Verslag vergadering Commissie voor Economie, Werk, Sociale Economie, Innovatie en Wetenschapsbeleid
Verslag
Mevrouw Maes heeft het woord.
Minister, twee jaar geleden, in april 2016, werd Air Cargo Belgium opgericht. Het was het resultaat van twee projecten van het Agentschap Innoveren en Ondernemen en had als doel om de vrachtluchthaven op de kaart te zetten als logistieke draaischijf in Europa. De bedrijven, stakeholders en verenigingen op Brucargo werden gegroepeerd, mede door de 450.000 euro steun van het Hermesfonds.
Op die manier werd op de luchthaven ook een innovatief bedrijfsnetwerk gecreëerd. Dergelijke netwerken – er zijn er een veertiental in Vlaanderen – hebben tot doel een dynamiek op gang te brengen binnen een groep van ondernemingen. Via een intense samenwerking tussen de ondernemingen wordt een concreet actieplan uitgevoerd, met een aantoonbare economische meerwaarde.
Dat de aanpak van Air Cargo Belgium loont, werd nogmaals duidelijk toen de goederenluchthaven Brucargo recent in Mumbai een internationale award won voor haar expertise die de luchthaven heeft opgebouwd in farmaceutisch transport, net één van de zaken waar Air Cargo Belgium op inzet.
Ik ging er zelf op Voka-stage vorige zomer en zag met eigen ogen hoe Air Cargo Belgium rond elf clusters werkt en op die manier de ambitie wil invullen om de luchthaven naar een nog hoger niveau te tillen. Dit gaat over werkgroepen in thema’s als douane, innovatie, e-commerce, en dus ook farmaceutisch transport, waarvoor nu deze prijs werd uitgereikt. Overigens is ook de zeer succesvolle Slot Booking App, die op lovende woorden van vele bedrijven kan rekenen, een resultaat van deze manier van werken.
Kort samengevat, is er hier een performante organisatie die sterk werk levert en dit inspireert mij tot de volgende vragen.
Minister, hoe evalueert u Air Cargo Belgium als innovatief bedrijfsnetwerk?
Bij uitbreiding: hoe evalueert u de werking van de innovatieve bedrijfsnetwerken in het algemeen?

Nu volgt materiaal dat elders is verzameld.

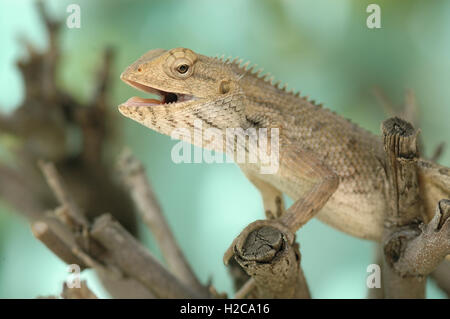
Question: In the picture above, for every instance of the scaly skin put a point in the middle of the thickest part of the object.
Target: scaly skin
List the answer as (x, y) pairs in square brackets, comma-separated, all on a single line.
[(223, 94)]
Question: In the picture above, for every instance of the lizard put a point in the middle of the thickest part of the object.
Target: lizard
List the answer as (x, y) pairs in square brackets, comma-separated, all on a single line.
[(332, 168)]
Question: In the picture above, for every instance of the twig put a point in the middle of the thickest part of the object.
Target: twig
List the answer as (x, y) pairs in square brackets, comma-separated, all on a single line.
[(442, 276), (412, 249), (135, 261), (133, 175), (377, 293), (82, 292), (58, 238)]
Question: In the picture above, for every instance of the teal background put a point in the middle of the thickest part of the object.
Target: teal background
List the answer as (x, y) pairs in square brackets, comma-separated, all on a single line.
[(322, 47)]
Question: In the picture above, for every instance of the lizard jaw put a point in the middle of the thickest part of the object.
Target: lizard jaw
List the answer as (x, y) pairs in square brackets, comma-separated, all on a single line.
[(164, 97)]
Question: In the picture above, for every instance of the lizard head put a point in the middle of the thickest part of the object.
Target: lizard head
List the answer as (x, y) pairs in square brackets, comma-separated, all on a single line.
[(188, 87)]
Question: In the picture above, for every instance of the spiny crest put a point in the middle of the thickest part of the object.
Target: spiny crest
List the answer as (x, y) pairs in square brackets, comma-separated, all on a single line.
[(250, 69)]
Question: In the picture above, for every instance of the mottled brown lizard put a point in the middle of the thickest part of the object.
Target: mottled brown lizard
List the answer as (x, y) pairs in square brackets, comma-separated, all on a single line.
[(332, 168)]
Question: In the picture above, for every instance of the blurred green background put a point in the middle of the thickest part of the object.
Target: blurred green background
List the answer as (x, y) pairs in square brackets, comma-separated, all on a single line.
[(322, 47)]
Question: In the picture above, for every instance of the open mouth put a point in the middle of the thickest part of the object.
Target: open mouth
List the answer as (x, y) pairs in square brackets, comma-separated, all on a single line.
[(163, 96)]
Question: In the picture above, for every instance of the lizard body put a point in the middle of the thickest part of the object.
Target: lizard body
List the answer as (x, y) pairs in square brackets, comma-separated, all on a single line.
[(321, 153)]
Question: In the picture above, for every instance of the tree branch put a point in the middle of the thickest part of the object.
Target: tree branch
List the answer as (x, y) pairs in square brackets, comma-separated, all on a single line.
[(412, 249), (135, 261), (134, 177)]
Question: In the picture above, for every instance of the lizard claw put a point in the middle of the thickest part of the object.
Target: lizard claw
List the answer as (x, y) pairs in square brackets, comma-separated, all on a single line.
[(237, 245)]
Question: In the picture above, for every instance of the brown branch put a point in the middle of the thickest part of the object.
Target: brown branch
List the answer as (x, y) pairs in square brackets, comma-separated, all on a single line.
[(441, 276), (377, 293), (58, 238), (268, 253), (133, 175), (82, 292), (135, 261), (412, 249)]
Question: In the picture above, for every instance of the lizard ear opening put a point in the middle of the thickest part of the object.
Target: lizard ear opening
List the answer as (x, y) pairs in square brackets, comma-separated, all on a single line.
[(224, 87)]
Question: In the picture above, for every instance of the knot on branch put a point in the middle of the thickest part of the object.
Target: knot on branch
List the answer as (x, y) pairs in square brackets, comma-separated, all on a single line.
[(400, 138)]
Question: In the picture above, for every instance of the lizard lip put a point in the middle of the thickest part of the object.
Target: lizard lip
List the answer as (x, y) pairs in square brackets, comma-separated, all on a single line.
[(164, 97)]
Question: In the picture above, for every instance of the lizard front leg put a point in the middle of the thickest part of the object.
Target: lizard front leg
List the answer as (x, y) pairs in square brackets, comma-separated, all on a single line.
[(272, 198), (301, 169)]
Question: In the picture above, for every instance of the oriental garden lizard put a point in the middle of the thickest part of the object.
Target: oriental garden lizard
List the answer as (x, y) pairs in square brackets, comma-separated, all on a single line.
[(330, 167)]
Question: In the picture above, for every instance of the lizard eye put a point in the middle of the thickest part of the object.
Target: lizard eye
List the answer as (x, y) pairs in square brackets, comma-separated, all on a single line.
[(183, 68), (180, 63)]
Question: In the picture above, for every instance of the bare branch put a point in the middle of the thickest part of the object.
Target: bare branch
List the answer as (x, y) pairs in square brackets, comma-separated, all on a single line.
[(412, 249), (442, 276), (56, 184), (405, 209), (82, 292), (137, 262), (133, 175)]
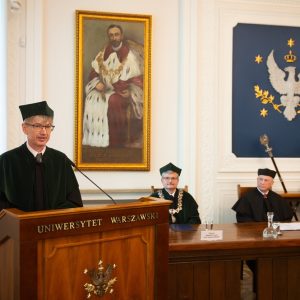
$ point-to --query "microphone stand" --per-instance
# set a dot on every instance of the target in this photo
(95, 184)
(264, 140)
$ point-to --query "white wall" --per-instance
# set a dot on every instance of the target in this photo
(191, 88)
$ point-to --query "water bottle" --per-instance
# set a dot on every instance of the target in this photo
(270, 232)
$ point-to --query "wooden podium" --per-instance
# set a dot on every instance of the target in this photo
(115, 252)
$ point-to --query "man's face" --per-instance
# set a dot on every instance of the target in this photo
(170, 180)
(115, 36)
(264, 183)
(37, 137)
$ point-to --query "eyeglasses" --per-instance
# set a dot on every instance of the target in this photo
(39, 127)
(170, 178)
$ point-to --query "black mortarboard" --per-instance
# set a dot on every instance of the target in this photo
(36, 109)
(266, 172)
(170, 167)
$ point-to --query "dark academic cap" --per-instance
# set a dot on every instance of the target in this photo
(266, 172)
(170, 167)
(36, 109)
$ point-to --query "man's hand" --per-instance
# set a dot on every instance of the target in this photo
(125, 93)
(100, 87)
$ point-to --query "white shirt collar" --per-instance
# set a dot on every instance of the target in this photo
(33, 152)
(262, 192)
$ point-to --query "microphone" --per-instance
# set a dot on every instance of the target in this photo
(73, 165)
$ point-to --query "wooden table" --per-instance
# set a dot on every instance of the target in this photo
(294, 201)
(211, 269)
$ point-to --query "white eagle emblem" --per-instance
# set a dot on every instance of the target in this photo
(285, 83)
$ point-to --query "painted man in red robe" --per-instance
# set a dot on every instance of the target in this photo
(114, 94)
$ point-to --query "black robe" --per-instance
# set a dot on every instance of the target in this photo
(253, 207)
(189, 213)
(17, 180)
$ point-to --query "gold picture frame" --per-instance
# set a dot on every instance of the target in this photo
(113, 91)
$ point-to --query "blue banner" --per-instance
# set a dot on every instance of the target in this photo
(266, 90)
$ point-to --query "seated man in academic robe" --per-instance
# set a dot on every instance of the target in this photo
(253, 207)
(184, 208)
(34, 176)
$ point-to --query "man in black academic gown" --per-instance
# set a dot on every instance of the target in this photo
(34, 176)
(253, 207)
(184, 208)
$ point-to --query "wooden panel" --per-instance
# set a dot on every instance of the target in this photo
(293, 271)
(51, 250)
(131, 250)
(280, 278)
(232, 275)
(181, 287)
(201, 280)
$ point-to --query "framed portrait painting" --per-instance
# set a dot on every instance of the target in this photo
(113, 91)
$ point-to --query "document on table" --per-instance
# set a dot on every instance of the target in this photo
(211, 235)
(290, 226)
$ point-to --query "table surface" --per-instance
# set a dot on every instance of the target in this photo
(235, 236)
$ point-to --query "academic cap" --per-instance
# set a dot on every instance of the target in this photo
(36, 109)
(266, 172)
(170, 167)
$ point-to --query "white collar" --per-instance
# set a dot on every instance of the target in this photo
(34, 152)
(263, 192)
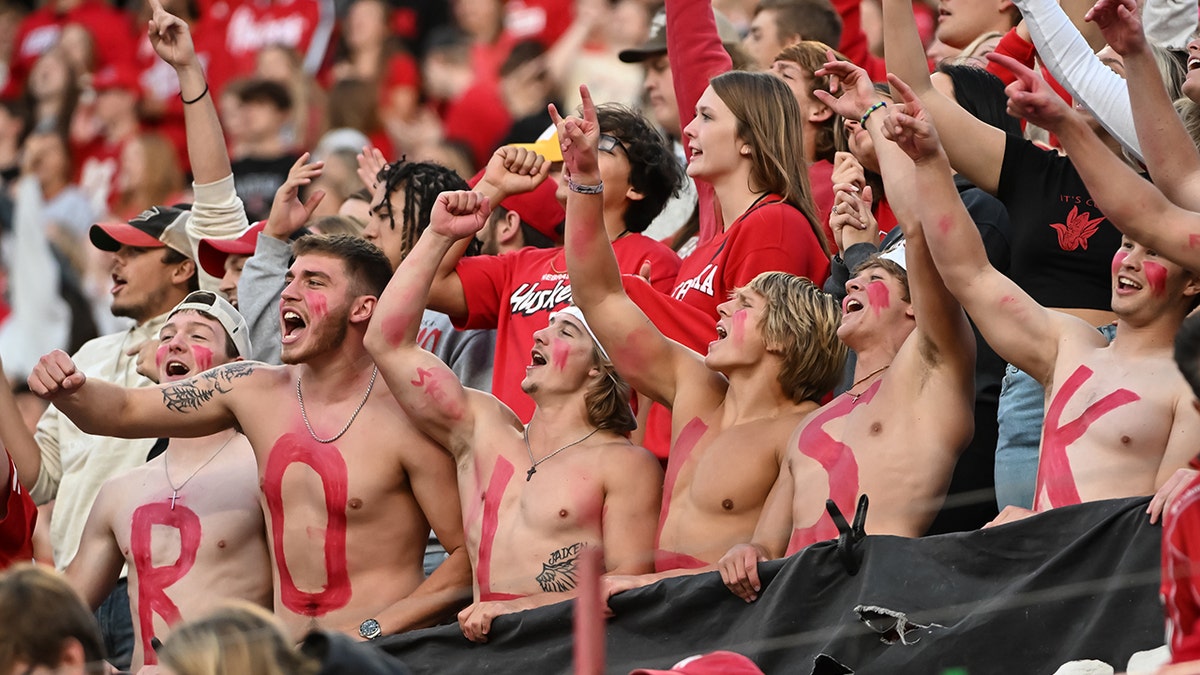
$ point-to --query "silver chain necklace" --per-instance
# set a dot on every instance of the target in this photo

De voedingsbodem voor Air Cargo Belgium lag in de nodige ondersteuning van het Agentschap Innoveren en Ondernemen. Hoe verloopt de samenwerking tussen de Vlaamse overheid en Air Cargo Belgium vandaag? Op welke manier vertaalt die zich?

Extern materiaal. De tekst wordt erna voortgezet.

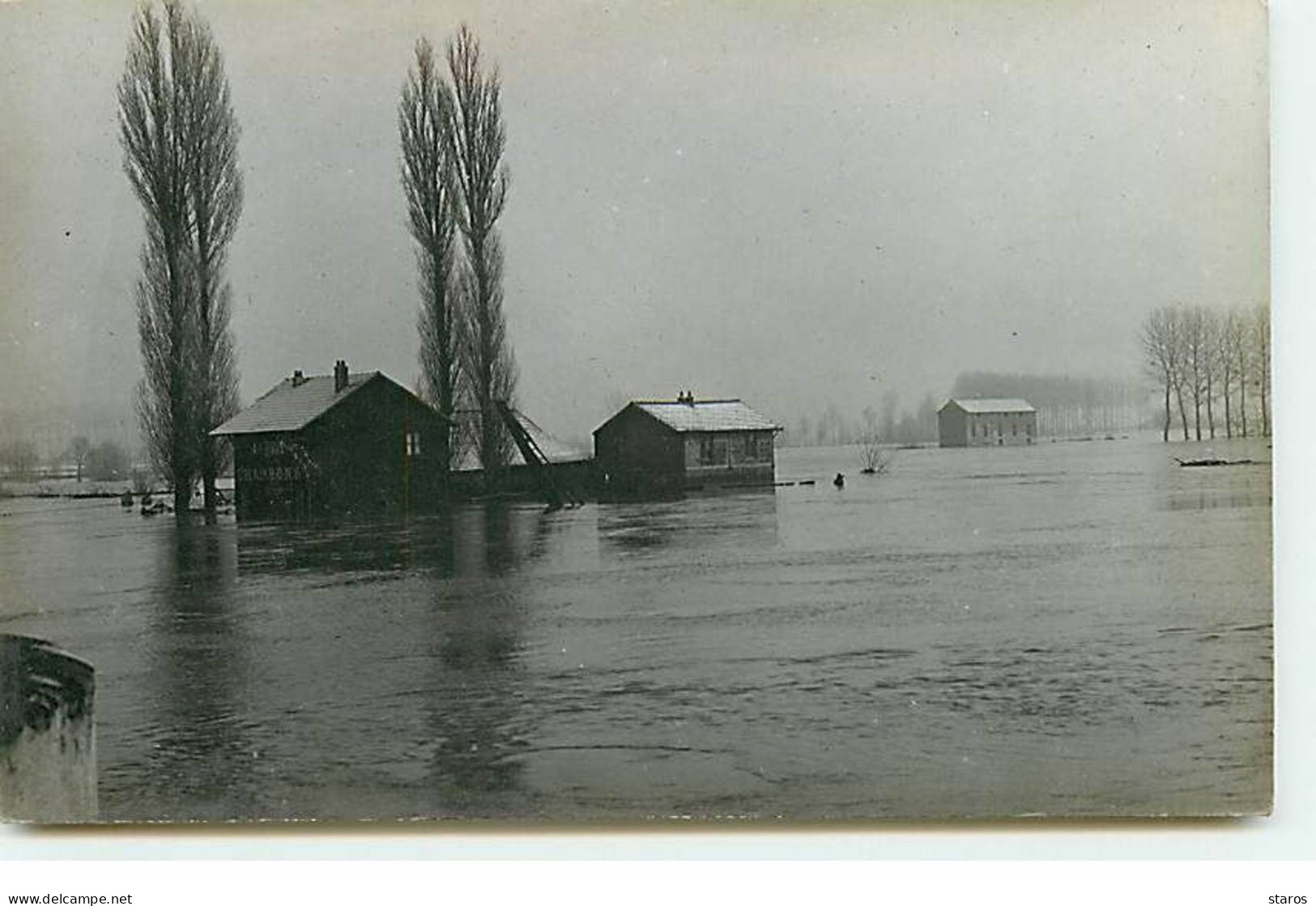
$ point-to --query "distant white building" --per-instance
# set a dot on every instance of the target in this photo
(986, 423)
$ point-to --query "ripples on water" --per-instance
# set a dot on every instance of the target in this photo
(1077, 629)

Welke uitdagingen ziet u nog voor Air Cargo Belgium in de toekomst? Zijn er ‘logistieke innovaties’ die op andere plaatsen in Vlaanderen kunnen helpen?

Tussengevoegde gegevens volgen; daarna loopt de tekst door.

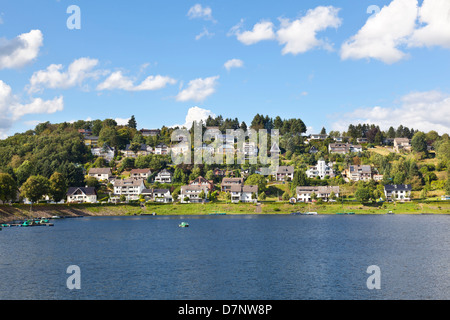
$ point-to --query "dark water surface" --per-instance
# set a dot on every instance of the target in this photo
(229, 257)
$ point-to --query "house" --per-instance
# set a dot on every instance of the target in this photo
(157, 195)
(377, 177)
(200, 181)
(100, 173)
(362, 140)
(150, 132)
(343, 148)
(105, 152)
(313, 150)
(402, 144)
(227, 183)
(144, 150)
(91, 141)
(131, 188)
(85, 132)
(81, 195)
(219, 172)
(181, 148)
(161, 149)
(397, 192)
(225, 148)
(191, 194)
(358, 173)
(284, 173)
(244, 193)
(140, 173)
(322, 169)
(322, 192)
(318, 136)
(249, 150)
(164, 176)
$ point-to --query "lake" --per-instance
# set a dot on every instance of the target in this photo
(244, 257)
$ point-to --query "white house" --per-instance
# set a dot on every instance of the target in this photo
(140, 173)
(164, 176)
(398, 192)
(322, 169)
(284, 172)
(161, 149)
(322, 192)
(131, 188)
(105, 152)
(81, 195)
(100, 173)
(244, 193)
(191, 194)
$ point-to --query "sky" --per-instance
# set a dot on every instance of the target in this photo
(327, 62)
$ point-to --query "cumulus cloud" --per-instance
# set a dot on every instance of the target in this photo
(425, 111)
(382, 34)
(198, 11)
(233, 63)
(297, 36)
(198, 89)
(12, 109)
(434, 29)
(20, 51)
(55, 78)
(118, 81)
(204, 33)
(261, 31)
(300, 35)
(195, 114)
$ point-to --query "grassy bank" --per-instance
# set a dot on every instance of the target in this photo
(21, 211)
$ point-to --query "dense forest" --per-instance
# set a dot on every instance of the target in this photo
(57, 152)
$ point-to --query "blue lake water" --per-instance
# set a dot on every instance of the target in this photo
(244, 257)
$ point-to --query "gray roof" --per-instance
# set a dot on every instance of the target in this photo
(128, 182)
(89, 191)
(398, 187)
(100, 171)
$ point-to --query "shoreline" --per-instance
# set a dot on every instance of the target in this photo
(10, 213)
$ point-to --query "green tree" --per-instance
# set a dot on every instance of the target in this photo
(363, 193)
(132, 123)
(8, 188)
(419, 142)
(257, 180)
(34, 189)
(57, 187)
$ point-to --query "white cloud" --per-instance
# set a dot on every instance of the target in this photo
(299, 35)
(122, 121)
(12, 109)
(233, 63)
(383, 34)
(53, 77)
(434, 15)
(204, 33)
(118, 81)
(425, 111)
(38, 106)
(20, 51)
(261, 31)
(198, 89)
(195, 114)
(197, 11)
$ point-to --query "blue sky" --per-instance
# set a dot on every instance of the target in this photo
(329, 63)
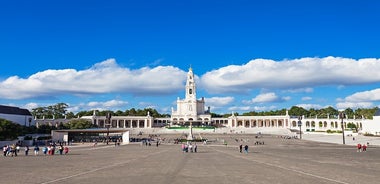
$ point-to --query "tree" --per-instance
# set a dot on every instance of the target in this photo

In de wereld van consultancy wordt expertise vaak verkocht aan of gepromoot in het buitenland. Ligt het verspreiden van die expertise in de taakomschrijving van de vzw? Zo ja, ziet u innovatieve elementen in Air Cargo Belgium die in het buitenland vermarkt kunnen worden?
Minister Muyters heeft het woord.
Het agentschap volgt de werking van Air Cargo Belgium (ACB) intensief op. Air Cargo Belgium werkt zoals van een innovatief bedrijfsnetwerk verwacht wordt. U hebt zelf de doelstelling naar voren gebracht.
In het eerste werkingsjaar is er een draagvlak gekomen waarbij bedrijven op Brucargo in de clusterwerking worden betrokken. Het aantal ondernemingen actief in de clusterwerking nam toe van 22 tot 127. De Belgian Airfright-leden (BAFI) werden door een overeenkomst met ACB ook automatisch lid van de cluster, en de airlines en afhandelaren hebben hun eigen vakorganisaties ondergebracht bij de ACB-werking onder de vorm van een subcluster. Dat is een positieve zaak.
In het eerste werkingsjaar werden 11 werkgroepen opgezet. Ik ga ze niet opsommen, want u hebt dat al gedaan. In elk van deze werkgroepen werden samenwerkingsverbanden en/of projecten gelanceerd, 22 in totaal die gerealiseerd of in uitvoering zijn. In totaal hebben 97 werkgroepvergaderingen plaatsgevonden en zijn 57 individuele bedrijven betrokken bij projecten. Gezien deze resultaten denk ik dat ik tevreden mag zijn over de werking van Aircargo Belgium als innovatief bedrijfsnetwerk.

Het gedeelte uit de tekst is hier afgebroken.